Court Opinion

ID: 8790052
Source: CourtListenerOpinion
Date Created: 2022-11-26 13:48:05.00141+00
Date Added: 2024-06-11T17:03:18.201151
License: Public Domain

Statement of Facts.
The facts out of which these questions arise are as follows: The Titanic, a British steamship, which had sailed from Southampton, England, on her maiden voyage for New York, collided on the high seas with an iceberg, on April 14, 1912, and sank the next morning with the consequent loss of the lives of a large number of the passengers and crew. The vessel, her cargo, personal effects of passengers and crew, mails, and everything connected with the vessel, except certain lifeboats, became a total loss. The owner, alleging that the collision and consequent loss were due to inevitable accident and were not caused or contributed to by any negligence or fault on the part of the owner or of those in charge of the steamship and were occasioned and incurred without the privity or knowledge of the owner, filed a petition for relief under sections 4283, 4284, and 4285, U. S. Revised Statutes (U. S. Comp. St. 1901, pp. 2943, 2944), and the fifty-fourth and fifty-sixth Rules in Admiralty (29 Sup. Ct. xlv, xlvi).

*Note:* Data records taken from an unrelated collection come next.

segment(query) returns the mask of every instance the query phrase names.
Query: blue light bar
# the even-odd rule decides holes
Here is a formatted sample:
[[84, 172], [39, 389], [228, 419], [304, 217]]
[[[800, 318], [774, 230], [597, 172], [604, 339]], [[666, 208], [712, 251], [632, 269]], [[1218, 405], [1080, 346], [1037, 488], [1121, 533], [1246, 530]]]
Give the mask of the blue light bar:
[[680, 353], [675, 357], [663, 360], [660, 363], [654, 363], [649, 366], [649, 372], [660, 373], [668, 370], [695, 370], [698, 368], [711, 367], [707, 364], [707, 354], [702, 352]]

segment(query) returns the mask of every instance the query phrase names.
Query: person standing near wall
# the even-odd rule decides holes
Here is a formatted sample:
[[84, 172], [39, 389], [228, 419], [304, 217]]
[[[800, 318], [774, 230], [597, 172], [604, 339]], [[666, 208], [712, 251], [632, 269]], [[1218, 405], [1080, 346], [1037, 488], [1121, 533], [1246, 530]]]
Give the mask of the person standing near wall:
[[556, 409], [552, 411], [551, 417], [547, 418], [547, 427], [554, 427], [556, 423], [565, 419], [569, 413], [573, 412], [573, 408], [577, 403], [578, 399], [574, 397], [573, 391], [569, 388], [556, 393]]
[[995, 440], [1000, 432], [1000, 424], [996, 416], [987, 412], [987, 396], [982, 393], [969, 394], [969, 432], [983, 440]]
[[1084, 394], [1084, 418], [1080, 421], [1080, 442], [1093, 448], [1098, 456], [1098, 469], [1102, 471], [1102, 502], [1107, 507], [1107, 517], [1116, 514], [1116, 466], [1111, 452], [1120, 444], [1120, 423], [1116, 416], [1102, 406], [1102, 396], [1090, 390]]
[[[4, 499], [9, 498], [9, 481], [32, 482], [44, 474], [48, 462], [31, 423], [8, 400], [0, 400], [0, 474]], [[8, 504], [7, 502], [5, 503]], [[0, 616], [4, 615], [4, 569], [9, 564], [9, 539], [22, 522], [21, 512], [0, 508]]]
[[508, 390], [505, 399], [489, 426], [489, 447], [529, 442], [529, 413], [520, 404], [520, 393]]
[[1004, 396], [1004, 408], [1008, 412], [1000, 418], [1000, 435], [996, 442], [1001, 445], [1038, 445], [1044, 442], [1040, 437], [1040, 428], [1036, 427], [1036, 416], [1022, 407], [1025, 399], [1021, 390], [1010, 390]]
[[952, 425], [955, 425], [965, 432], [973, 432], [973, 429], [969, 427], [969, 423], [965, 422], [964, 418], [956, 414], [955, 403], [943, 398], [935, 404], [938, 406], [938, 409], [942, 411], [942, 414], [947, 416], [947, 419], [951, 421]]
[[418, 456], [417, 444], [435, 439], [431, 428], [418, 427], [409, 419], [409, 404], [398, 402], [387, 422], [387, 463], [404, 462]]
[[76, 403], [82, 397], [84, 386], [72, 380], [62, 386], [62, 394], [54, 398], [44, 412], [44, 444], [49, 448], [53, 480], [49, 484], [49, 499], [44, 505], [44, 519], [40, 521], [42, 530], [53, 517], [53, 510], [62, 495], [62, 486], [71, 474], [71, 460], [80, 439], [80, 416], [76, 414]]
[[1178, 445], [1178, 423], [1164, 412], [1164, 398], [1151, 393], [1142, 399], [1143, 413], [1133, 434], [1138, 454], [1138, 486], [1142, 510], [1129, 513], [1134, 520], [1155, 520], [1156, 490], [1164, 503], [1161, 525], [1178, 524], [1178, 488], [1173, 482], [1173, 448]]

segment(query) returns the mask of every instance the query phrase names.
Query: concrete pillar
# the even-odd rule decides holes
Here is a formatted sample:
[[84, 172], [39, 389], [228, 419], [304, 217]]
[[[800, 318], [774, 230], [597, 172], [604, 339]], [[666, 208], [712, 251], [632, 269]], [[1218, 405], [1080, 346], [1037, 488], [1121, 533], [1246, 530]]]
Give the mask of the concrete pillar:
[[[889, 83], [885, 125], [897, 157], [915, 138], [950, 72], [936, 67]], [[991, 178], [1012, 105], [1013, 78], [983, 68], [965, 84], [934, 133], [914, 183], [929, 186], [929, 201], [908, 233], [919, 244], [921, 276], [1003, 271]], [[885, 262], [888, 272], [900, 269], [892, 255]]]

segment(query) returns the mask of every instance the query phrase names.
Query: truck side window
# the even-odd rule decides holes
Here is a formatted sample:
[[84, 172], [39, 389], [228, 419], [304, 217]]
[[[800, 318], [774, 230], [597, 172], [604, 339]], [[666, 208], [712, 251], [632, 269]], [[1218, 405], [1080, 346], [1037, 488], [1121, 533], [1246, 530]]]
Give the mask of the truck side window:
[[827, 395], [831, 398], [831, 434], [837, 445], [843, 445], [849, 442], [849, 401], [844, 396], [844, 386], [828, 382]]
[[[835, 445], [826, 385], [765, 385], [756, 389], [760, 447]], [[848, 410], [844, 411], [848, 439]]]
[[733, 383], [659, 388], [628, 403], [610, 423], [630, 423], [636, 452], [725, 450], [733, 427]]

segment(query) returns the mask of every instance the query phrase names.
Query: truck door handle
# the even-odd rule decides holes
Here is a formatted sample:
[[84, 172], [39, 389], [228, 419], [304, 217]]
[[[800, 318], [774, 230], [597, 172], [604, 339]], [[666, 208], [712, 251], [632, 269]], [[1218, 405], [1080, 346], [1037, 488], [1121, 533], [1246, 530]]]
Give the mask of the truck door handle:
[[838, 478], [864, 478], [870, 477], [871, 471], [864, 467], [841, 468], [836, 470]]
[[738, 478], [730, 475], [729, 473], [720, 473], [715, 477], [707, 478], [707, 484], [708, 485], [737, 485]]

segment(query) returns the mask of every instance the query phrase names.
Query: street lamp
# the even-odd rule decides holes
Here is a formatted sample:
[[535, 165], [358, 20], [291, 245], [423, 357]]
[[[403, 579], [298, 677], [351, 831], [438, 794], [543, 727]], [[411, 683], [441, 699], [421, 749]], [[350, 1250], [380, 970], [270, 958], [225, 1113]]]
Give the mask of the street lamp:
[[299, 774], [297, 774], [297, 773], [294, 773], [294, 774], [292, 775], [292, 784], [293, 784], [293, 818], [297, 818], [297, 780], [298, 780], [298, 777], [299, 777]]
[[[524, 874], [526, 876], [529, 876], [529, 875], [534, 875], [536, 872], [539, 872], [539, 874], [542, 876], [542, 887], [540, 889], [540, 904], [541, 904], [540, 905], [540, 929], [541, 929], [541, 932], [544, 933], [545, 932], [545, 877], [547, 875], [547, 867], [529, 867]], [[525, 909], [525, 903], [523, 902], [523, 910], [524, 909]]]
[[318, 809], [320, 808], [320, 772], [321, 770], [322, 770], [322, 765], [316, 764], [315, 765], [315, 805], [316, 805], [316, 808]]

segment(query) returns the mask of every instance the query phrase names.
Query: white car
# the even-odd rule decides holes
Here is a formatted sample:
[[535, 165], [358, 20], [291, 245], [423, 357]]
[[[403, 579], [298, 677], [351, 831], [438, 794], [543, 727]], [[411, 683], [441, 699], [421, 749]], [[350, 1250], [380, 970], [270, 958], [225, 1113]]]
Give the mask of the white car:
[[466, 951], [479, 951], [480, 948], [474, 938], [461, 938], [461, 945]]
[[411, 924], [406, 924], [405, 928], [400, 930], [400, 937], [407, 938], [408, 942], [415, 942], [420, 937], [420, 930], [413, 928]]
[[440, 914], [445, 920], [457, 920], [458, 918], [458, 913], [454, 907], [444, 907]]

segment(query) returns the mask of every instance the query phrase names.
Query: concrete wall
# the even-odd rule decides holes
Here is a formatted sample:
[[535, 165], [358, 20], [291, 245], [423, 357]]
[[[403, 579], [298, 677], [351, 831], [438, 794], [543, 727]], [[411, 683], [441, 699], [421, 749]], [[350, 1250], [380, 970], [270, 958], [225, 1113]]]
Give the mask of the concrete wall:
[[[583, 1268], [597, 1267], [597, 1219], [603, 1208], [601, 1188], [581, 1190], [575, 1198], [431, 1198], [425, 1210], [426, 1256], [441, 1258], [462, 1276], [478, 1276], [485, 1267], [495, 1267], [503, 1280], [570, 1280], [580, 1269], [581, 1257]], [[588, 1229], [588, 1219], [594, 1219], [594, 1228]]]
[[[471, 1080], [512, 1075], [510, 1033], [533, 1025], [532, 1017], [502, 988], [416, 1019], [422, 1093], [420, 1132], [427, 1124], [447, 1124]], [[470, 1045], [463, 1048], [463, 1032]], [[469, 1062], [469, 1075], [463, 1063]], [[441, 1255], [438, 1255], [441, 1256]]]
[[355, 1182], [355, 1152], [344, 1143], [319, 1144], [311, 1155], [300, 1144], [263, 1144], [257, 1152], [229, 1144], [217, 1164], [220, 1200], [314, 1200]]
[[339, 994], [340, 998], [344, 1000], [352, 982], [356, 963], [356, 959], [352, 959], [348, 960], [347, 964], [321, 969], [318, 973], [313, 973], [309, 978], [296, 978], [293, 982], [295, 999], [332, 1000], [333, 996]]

Prior to the filing of the petition a number of actions to recover for loss of life and personal injuries resulting from the disaster had been instituted against petitioner, in federal and state courts.. The persons who sustained loss by such collision and sinking were of many different nationalities; many of them were citizens of the United States.
A copy of the petition is hereto annexed, marked “A.”
Two of the claimants, one a British subject, the other an American citizen, filed exceptions to the petition. Copies of these exceptions are annexed marked “B” and “C.”
The District Court entered a decree dismissing the petition as to these two exceptants, from which decree appeal was duly taken.
A copy of the decree is hereto annexed, marked “D.”
Questions Certified.
The questions or propositions of law upon which this court desires the instructions of the Supreme Court are:
A. Whether in the case of a disaster upon the high seas, where (1) *514only a single vessel of British nationality is concerned and there are claimants of many different nationalities; and where (2) there is nothing before the court to show what, if any, is the law of the foreign country to which the vessel belongs, touching the owner’s liability for such disaster, such owner can maintain a proceeding under sections 4283, 4284 and 4285, U. S. Revised Statutes and the fifty-fourth and fifty-sixth Rules in Admiralty ?
B. Whether, if in such a case it appears that the law of the foreign country to which the vessel belongs makes provision for the limitation of the vessel owner’s liability, upon terms and conditions different from those prescribed in the statutes of this country, the owner of such foreign vessel can maintain a proceeding in the courts of the United States, under said statutes and rules ?
In the event of the answer to question B being in the affirmative:
C. Will the courts of .the United States in such proceeding enforce the law of the United States or of the foreign country in respect to the amount of such owner’s liability?
New York, November 21st, 1913. E. HENRY EACOMBE,
AEFRED C.'COXE,
H. G. WARD,
Judges of the United States Circuit Court of Appeals for the Second Circuit Sitting in Said Cause.